Zerotier CEO Andrew Gault warned attackers are copying encrypted transaction traffic now to store and decrypt later, calling data in transit the primary quantum threat to cryptocurrencies.

Zerotier CEO Andrew Gault warned that adversaries are copying encrypted transaction traffic today with the intent to decrypt it when quantum computers become powerful enough. He called data moving between institutions the primary quantum threat to cryptocurrencies and described the tactic as “harvest now, decrypt later.”

Gault said attackers are storing interbank messages, payment authentication records and digital signatures. He argued that post-quantum cryptography only protects information created after systems upgrade, leaving previously captured traffic exposed to future decryption and possible forgery. “The financial system’s most dangerous vulnerability isn’t stored data, it’s the data moving between institutions right now,” he said.

The records Gault identified include settlement files, transaction confirmations and authentication logs. If those items are decrypted and altered later, past transactions could be questioned and legal liability reassessed, which would affect relationships among banks, exchanges and ledgers.

Industry responses vary.

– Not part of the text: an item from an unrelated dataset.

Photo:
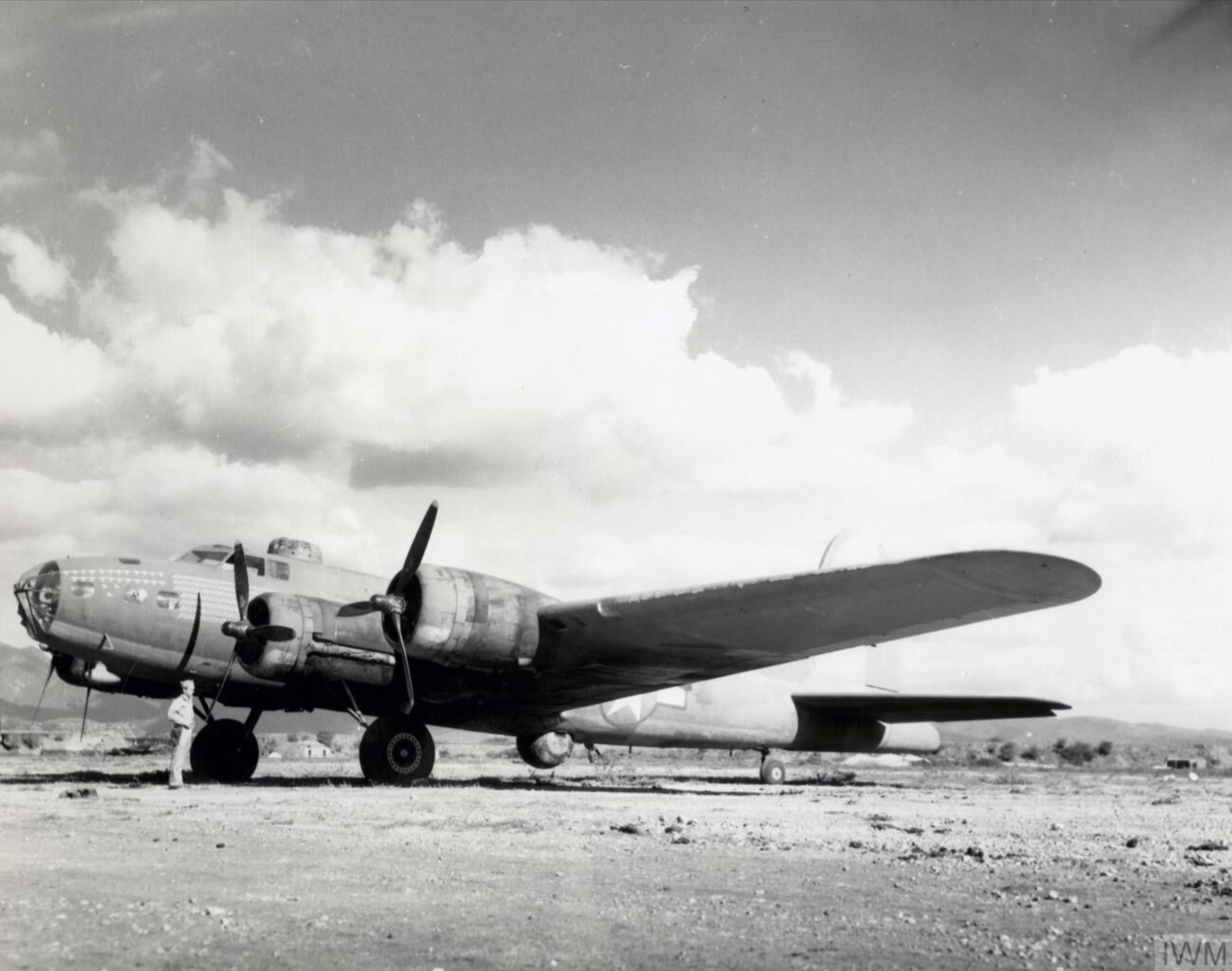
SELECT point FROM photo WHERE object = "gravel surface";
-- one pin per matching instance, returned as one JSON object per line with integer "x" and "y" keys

Ethereum began a coordinated post-quantum migration in 2026. Bitcoin has not adopted a comparable plan; its transactions use the elliptic curve digital signature algorithm (ECDSA), which is considered vulnerable to a sufficiently powerful quantum computer. Estimates for when such a machine could exist range from 2027 to 2035.

Developers and network communities have tended to favor voluntary transitions and to wait for mature standards from bodies such as the National Institute of Standards and Technology. That approach means data captured before a network-wide upgrade could remain at risk until upgrades are completed.

Zerotier has launched a product called Zerotier Quantum, a networking platform the company says meets high cryptographic benchmarks, including NIST standards used by the U.S. government. The company positions the product to protect data while it is in transit between institutions.

The discussion highlights a technical and governance question for distributed systems: how quickly can networks that require consensus implement cryptographic changes to protect traffic already moving across their networks while standards and migration plans are finalized?